Ancillary Sword by Ann Leckie

21091693

Published: October 2014 by Orbit
Format reviewed: Paperback, 356 pages
Series: Imperial Radch #2
Genres: Science fiction
Source: Gift
Reading Challenges: The 2016 Sci-fi Experience, #ReadMyOwnDamnBooks
Available: Publisher (print and electronic) ~ Abbey’s ~ Amazon ~ Barnes & Noble ~ Book Depository ~ Booktopia ~ Dymocks ~ Kobo ~ Smashwords

Disclaimer: This review contains spoilers for previous volumes/books.

Breq is a soldier who used to be a warship. Once a weapon of conquest controlling thousands of minds, now she only has a single body and serves the emperor she swore to destroy.

Given a new ship and a troublesome crew, Breq is ordered to the only place in the galaxy she will agree to go: Athoek station, to protect the family of a lieutenant she once knew – a lieutenant she murdered in cold blood.

This is a book all about tea, so it should surprise no one that I loved it. Okay, perhaps that’s oversimplifying things a little. After all, Ancillary Sword is a complex novel.

It picks up within a few days of where Ancillary Justice left off. Having been promoted to the rank of Fleet Captain by Anaander Mianaai (or one version, at any rate), Breq is sent to Athoek Station to keep that system stable. Although the system has little strategic value, it is a major producer of the tea on which the empire runs.

If that sentence rings some colonial bells for you, it should. The cultivation of tea on Athoek relies in a large part on systemic inequality and oppression, much like it did and continues to do in reality. In Radch the kind of tea one drinks and the quality of the tea service one uses is tied intimately to status. But when you’re the last surviving incarnation of a warship’s AI–one who has seen every waking moment of every crew member, high-born and low–status doesn’t mean much.

Identity was a key theme of Ancillary Justice. Ancillary Sword is a slightly different beast. While it continues to grieve her, Breq is coming to terms with the fact she’s now an individual–albeit one who can connect to her ship in a unique way. The stability of Breq’s identity makes for a more linear story, one that isn’t split over two timelines and is therefore somewhat more comfortable for the reader. However, don’t be fooled into thinking this means you can relax your attention. There are new mysteries afoot and the more linear narrative doesn’t equate to transparent motives from the characters.

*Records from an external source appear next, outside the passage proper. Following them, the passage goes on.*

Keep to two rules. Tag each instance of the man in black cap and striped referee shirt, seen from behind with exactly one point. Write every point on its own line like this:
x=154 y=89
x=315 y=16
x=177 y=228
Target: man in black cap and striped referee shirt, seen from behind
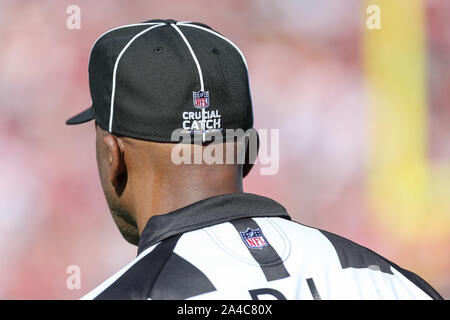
x=199 y=236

Injustice and inequality become the key themes, but interweave with the theme of identity rather than replacing it entirely. One common shortcoming in science fiction is the way any given planet only seems to be home to one race and one culture. Ancillary Sword messes with that by tying it to a colonialist attitude and racism; the high-born characters assume the same thing, conveniently oppressing minority cultures by erasing their existence. However, Breq doggedly acknowledges diversity and in doing so upsets the status quo.

Unsurprisingly, she also acknowledges the other AIs she encounters as entities in their own right and treats them with respect. This makes for an animistic world view that I found fascinating.

There is so much I found interesting in this novel that I could go on for hours. Instead, I will conclude by saying that Ancillary Sword is a story with depth, much like its predecessor. The pacing is perhaps a little slow at first, but, unlike Ancillary Justice, was quick to hook me in and doesn’t suffer from middle-book sag. Overall, it’s a thought-provoking read I highly recommend.